Tableau Prep, Open Refine, and the WAVES

Hello readers! Once again, we find ourselves in the throes of the semester, but take heart! Fall is well upon us and we are now able to walk to class without dying of heat stroke. Please celebrate with copious helpings of sweater-wearing and coffee-drinking. In the midst of celebrating the arrival of fall, I have been learning how to use two new tools called Tableau Prep (TP) and Open Refine (OR). These two tools do essentially the same thing: allowing users to clean messy data so that it can be run through various programs such as Tableau (a data visualization software not to be confused with Tableau Prep). While TP and OR achieve the same result, they are rather different in ease of use. For this project, I learned how to use both TP and OR to see the pitfalls and the benefits of each program. In this blog post, I’ll be discussing the project that I am working on, how I used these tools in that project, and compare TP and OR side by side. 

In the previous paragraph, I mentioned ‘messy’ data, which is an odd term to those who aren’t well-versed in using digital tools. ‘Messy’ data is data that is out of order or has been entered incorrectly. Running this messy data through a software will yield a skewed result, which is of absolutely no use to anyone. Let me give an example. In the 1940s, OSU was a training center for the Women Accepted for Voluntary Emergency Service (WAVES) program. Upon arrival, each WAVE filled out a registration card, which OSU holds in its collection today. There are over 10,000 cards which have been recorded in an Excel sheet. While this is a great resource, I couldn’t just enter data into Tableau, because there were flaws in the way that the data had been entered into the Excel sheet. Each WAVE had written her home state, but the people who entered that information into the Excel sheet had written many of the state names incorrectly. When this messy data is run through Tableau, Tableau creates a unique category for each misspelling. I hope you can these the issues that this creates. 

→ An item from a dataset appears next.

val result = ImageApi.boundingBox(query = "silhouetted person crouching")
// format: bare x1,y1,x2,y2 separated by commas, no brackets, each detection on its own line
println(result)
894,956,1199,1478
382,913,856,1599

To correct the state names, I uploaded that data into TP and OR. When cleaning data, it’s a big no-no to touch the original data source (in this case the Excel sheet) because it is too easy to mess up and change things that aren’t supposed to be changed. Moreover, the WAVES data had over 10,000 entries, so combing through each entry and cleaning it in Excel would be time-consuming and ineffective. Thankfully, TP and OR make it (somewhat) easy to do all the data cleaning that needs to get done! TP gathered all the state names and I corrected each individual spelling. I spent several hours on that before discovering that there was a way to group the misspelled states correct them all at once. After a fair amount of banging my head against the table, I decided to chalk that one up to experience. In retrospect, I should have known that there was an easier way to rename the states, as these softwares are all about making your life easier. I was not as ignorant when I cleaned the data in OR, and the process went more quickly. 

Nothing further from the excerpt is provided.